Durante l’attesa dell’intervento finale di Epifani, ho avuto modo di annotare gli interventi; fra questi quello di Mario Di Costanzo, operaio cassintegrato della Fiat di Pomigliano d’Arco; di Rossella Zelioli, insegnante precaria di 28 anni, che mi ha fatto rabbrividire al solo pensiero del suo lavoro svolto non solo con passione e con amore, ma con il saper “farsi carico” dei suoi allievi, essere al loro servizio, intrecciare relazioni e scambiare sentimenti, e vivere, tutto l’anno con l’ansia di non poter essere riconfermata nella stessa scuola e avere pena per i suoi allievi, e sperare solo che una collega, magari migliore di lei, sappia continuare a infondere sentimento e sapere in continuità al suo. Poi è stata la volta della studentessa fiorentina Mata Lavacchini e del migrante (erano tantissimi) Joseph Walker. Poi, la pensionata (ma quanti eravate!!!), che ha sottolineato l’insufficienza dei servizi (alcuni pensionati che sedevano vicino a me erano indignati della social card: com’è umiliante!). Poi, la volta del discorso di Epifani. Un discorso davanti ad una platea che non “era elettorale”. Noi non siamo fuori dalla storia. E’ stato come giustamente afferma il Manifesto oggi, un “Capolavoro”. (“quasi tre milioni i partecipanti per i promotori). Finito il discorso ho approfittato per scambiare qualche parola con lavoratori, pubblici e privati di Vicenza, (lavoratori che hanno un denominatore comune: il NO dal Molin con il No Tav); poi ancora con un gruppo Emiliano. Infine, faccio un giro a salutare i lavoratori di Liberazione (erano tutti al lavoro, ma in ogni caso, il senso dell’accoglienza è stato forte: lì ho potuto vedere tutte le fotografie raccolte e il momento della stesura, da parte di alcuni dei commenti; un gruppo di lavoro fenomenale, che, loro si, rispondono sempre!). Da lì, compio un giro nelle due stazioni: Tiburtina e Termini, al fine di incontrare altri lavoratori e “Inchiestare e conoscere”. La maggior parte delle persone con ansie e preoccupazioni erano i lavoratori immigrati.

La sera, verso le ore 22.00 appuntamento per il ritorno. Con i compagni di scompartimento anticipiamo le nostre considerazioni. Abbiamo convenuto che l’intervento di Epifani poteva essere diviso in due parti: la prima, forte, forse più vicina a ciò che vorremmo noi del partito, la seconda, forse più morbida (per alcuni era fondamentale capire “il ritorno al tavolo”). La discussione è continuata anche sul treno, fra presente, futuro e ricordi del passato.

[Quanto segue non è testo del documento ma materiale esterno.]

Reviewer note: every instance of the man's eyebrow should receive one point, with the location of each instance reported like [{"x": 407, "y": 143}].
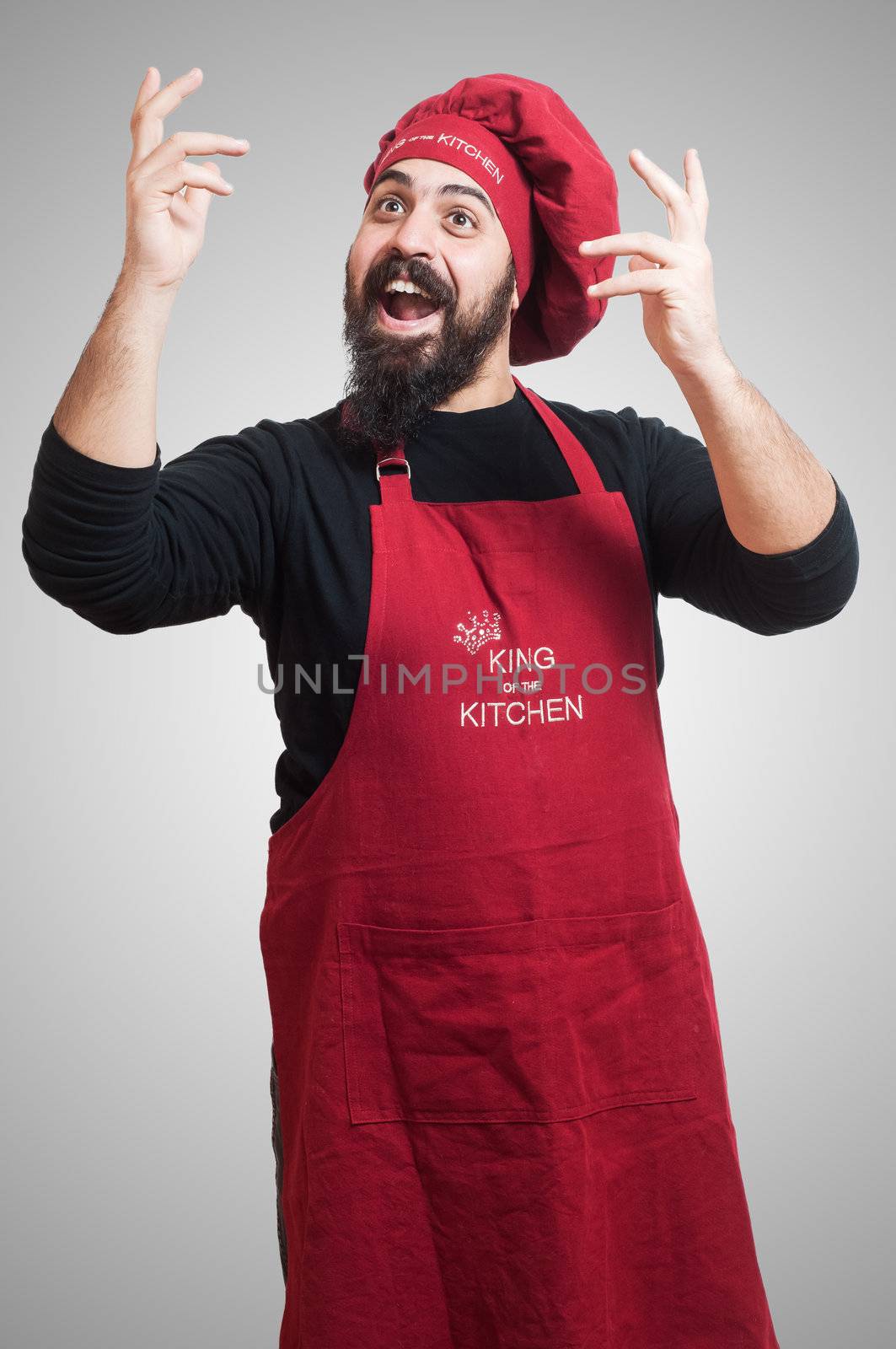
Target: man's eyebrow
[{"x": 447, "y": 189}]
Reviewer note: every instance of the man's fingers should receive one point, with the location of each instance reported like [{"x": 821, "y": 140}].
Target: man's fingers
[
  {"x": 181, "y": 143},
  {"x": 173, "y": 177},
  {"x": 200, "y": 199},
  {"x": 148, "y": 121},
  {"x": 148, "y": 87}
]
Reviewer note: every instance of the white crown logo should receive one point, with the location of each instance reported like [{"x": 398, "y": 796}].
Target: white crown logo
[{"x": 482, "y": 629}]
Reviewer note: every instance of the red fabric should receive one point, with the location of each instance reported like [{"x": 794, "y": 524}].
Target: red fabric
[
  {"x": 548, "y": 182},
  {"x": 503, "y": 1105}
]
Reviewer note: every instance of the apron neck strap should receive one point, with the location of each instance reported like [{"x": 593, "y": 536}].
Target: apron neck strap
[{"x": 394, "y": 485}]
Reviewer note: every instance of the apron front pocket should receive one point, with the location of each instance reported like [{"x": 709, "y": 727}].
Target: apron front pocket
[{"x": 532, "y": 1022}]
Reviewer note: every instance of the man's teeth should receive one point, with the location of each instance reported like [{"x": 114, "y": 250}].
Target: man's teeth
[{"x": 406, "y": 287}]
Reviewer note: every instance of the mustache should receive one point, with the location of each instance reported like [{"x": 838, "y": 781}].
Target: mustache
[{"x": 427, "y": 281}]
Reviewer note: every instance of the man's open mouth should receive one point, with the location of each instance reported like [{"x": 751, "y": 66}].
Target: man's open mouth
[{"x": 405, "y": 308}]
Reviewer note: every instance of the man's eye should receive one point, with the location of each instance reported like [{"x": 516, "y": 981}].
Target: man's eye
[{"x": 386, "y": 202}]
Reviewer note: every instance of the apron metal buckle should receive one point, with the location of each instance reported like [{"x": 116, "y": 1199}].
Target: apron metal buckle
[{"x": 393, "y": 459}]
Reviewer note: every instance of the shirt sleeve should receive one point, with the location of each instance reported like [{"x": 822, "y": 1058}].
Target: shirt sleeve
[
  {"x": 150, "y": 546},
  {"x": 696, "y": 557}
]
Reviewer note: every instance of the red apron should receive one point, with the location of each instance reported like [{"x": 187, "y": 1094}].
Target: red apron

Ancora un forte dispiacere per i compagni della Fiom che ripartivano “su treni che non avevano nulla di un treno” per fare 800 chilometri (soldi per Freccia Rossa, e poi, non si hanno convogli nei depositi?); un ricordo per lunedì, il presidio davanti al tribunale, luogo in cui inizierà il processo sull’amianto.

Infine, una buonanotte. L’arrivo, ha visto un forte ritardo sulla tabella di marcia. Stanchezza si, ma tanta fiducia per “le prossime scadenze”. A Porta Nuova acquisto la Stampa, la Repubblica (i miei li ho già citati). Il primo: “Un milione di persone in piazza a Roma. Berlusconi: niente dialogo con questa Cgil” (che premesse!!!). Il secondo: ‘Una marea in piazza con la Cgil: “Il governo tratti con noi”‘.